Solder bonding is a general term for a metal bond formed by liquid metal, which could be a pure metal, but is typically a binary alloy and in some cases a ternary one. A eutectic wafer bonding alloy is formed at the bonding interface in a process which goes through a liquid phase: for this reason, eutectic bonding is less sensitive to surface flatness irregularities, scratches, and particle contamination, compared to the direct wafer bonding methods.

A successful eutectic bonding process requires bonding equipment that combines good temperature control with temperature uniformity across the entire wafer. The temperature ramp for heating and cooling processes are important. Selection of the details of this process should depend on the particular substrate materials employed to avoid thermal shock for dissimilar materials, and should also be governed by device requirements. For example, process engineers must consider whether the device will be impaired by heating or cooling cycles.

The liquid melt formed during the bond process allows the embedding of interfacial particles in the melt without creating defects. Good wetting is achieved even on very rough surfaces, which are typical for InGaN-based LEDs. This contributes to enhanced device yield and performance.

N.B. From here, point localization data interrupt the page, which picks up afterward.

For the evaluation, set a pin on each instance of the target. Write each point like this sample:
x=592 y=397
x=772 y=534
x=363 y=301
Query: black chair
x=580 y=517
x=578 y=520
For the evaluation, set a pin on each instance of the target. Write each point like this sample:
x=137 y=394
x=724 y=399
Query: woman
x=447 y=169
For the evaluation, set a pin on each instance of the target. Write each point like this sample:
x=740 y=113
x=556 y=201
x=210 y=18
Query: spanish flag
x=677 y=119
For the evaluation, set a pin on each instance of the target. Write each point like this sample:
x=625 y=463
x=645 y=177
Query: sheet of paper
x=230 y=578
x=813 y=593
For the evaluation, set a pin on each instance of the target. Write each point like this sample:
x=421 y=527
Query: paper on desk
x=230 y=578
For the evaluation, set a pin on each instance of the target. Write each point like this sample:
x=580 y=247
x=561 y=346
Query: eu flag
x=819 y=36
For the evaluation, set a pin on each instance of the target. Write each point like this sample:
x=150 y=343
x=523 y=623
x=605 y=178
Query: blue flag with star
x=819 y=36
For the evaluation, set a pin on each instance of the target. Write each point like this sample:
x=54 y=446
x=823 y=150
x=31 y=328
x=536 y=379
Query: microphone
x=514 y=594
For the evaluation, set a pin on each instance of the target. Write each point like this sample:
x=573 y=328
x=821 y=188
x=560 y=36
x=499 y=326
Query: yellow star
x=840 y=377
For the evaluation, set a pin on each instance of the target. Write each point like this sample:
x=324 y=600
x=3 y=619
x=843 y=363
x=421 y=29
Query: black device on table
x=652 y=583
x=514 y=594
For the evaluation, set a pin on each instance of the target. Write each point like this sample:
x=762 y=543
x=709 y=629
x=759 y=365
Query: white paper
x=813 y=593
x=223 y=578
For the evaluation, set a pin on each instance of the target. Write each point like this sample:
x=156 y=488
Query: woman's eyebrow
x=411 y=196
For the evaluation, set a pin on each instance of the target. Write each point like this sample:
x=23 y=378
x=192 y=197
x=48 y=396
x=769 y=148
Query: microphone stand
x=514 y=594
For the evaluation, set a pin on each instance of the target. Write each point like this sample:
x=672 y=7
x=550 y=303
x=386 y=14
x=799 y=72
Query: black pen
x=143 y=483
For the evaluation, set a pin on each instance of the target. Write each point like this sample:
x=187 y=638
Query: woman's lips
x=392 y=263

For some high-brightness LED manufacturing process flows, the material should be kept below the bonding temperatures for the most usual eutectic alloys (300°C - 400°C). In such situations an alternative process can be used – diffusion soldering or transient liquid phase (TLP) bonding, which results in an inter-metallic compound bonding layer. This technique uses one thin metal layer – typically 1-10 μm thick – which inter-diffuses with its bonding partner during a thermal process to yield an intermetallic compound layer with a re-melting temperature higher than the bonding temperature. Cu-Sn and Au-Sn are the most popular TLP systems. Like eutectic wafer bonding, diffusion soldering bonding is an attractive option for high-brightness LED manufacturing, because it can planarize over surface defects or particles resulting from prior processes due to surface wetting by the molten metal.

The alternative process, thermo-compression bonding, involves adhesion of two surfaces to one another through diffusion of the metal molecules, such as gold, copper and aluminium, across the bond interface. The diffusion rate is a function of: the metal; the diffusion barriers on the surface, such as oxides; the pressure; the temperature; and the surface roughness. Cranking up the pressure increases the fundamental diffusion rate and also enhances diffusion. The latter results from deformation of the two surfaces in contact, which leads to disruption of any intervening surface films and enables increased metal-to-metal contact. As this diffusion continues, grain growth occurs across the bond  interface. Heating the metal increases diffusion and slightly softens the metals, increasing deformation at any given pressure. Excellent bonding yield results when a high force capability combines with pressure uniformity across the bonding area.